Additionally, indigenous northern populations in Eurasia and North America tend to have more compact physiques, with relatively longer torsos and shorter limbs, as well as a larger body weight compared to their shorter height, i.e., smaller body surface area (BSA) [38,39,40,41,42]. Based on studies of the effects of cold air on humans, common morphological features associated with adaptation to cold have been identified among indigenous people of temperate and polar climates [30,43,44,45]. These morphological features of the physique allow the body to keep warm for a longer time, since at a lower BSA-to-weight ratio, a slower decrease in body temperature is observed during exposure to cold [46,47].

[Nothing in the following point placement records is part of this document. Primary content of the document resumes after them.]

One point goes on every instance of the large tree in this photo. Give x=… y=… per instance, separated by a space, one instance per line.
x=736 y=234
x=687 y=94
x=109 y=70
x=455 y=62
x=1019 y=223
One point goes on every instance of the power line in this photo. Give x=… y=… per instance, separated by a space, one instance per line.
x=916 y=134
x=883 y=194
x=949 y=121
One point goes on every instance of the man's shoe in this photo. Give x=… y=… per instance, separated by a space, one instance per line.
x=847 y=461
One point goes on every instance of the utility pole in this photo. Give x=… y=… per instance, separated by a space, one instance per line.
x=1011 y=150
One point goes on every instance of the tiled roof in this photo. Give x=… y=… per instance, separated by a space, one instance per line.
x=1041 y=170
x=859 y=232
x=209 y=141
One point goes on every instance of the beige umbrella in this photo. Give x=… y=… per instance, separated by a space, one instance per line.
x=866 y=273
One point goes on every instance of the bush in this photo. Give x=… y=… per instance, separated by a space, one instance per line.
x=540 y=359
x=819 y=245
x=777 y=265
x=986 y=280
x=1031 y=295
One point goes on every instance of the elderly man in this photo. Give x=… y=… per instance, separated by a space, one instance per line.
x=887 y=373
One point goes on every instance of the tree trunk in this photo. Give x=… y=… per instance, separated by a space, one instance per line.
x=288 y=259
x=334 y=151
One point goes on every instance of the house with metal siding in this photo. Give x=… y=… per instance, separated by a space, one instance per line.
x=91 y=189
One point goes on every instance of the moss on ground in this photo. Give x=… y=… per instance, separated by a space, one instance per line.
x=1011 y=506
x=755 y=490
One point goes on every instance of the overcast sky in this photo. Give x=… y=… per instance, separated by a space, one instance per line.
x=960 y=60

Recently, a number of studies have been conducted aiming to discover genes with adaptive variants for cold climate tolerance. Several studies have identified associations of some variants of UCP genes with human adaptation to cold climates. Hancock et al. [48] hypothesized that such polymorphic variants as UCP1-rs1800592, UCP2-rs659366, and UCP3-rs1800849, which are associated with increased expression of these genes, may be involved in human adaptation to cold climates. Based on the analysis of the correlation of allele frequencies in 52 world populations with winter climate variables for polymorphic variants, they concluded that the rs1800592 UCP1 and rs1800849 UCP3 variants have a significant correlation with winter climate [48]. Another group of researchers studied allele frequencies of 28 genes potentially associated with adaptation to cold climate in populations of Northern Eurasia [49]. As a result of these studies, a significant association of the rs1800592 polymorphism of the UCP1 gene with climatic (temperature) and with geographic (latitude and longitude) variables was established, but no signals of directional selection were found [49]. A study focused on identifying cold adaptation traits in ancient hunter-gatherers in Japan (the Jomon people) revealed associations between four SNPs in the UCP1 gene (rs3113195, rs12502572, rs1800592, rs4956451) and the non-shivering thermogenesis phenotype [50]. It has been hypothesized that East Eurasian hunter-gatherers adapted to cold climates through BAT thermogenesis mediated by UCP1 [50]. In addition, associations of polymorphic variants of UCP1 (rs3811787) and UCP3 (rs1800849) genes with the levels of circulating blood hormones leptin and irisin were previously found in residents of Eastern Siberia [51,52]. Based on the association analysis, a potential role of the UCP1 gene in the leptin-mediated non-shivering thermogenesis pathway, as well as a role of the UCP3 gene in shivering thermogenesis, was suggested [51,52].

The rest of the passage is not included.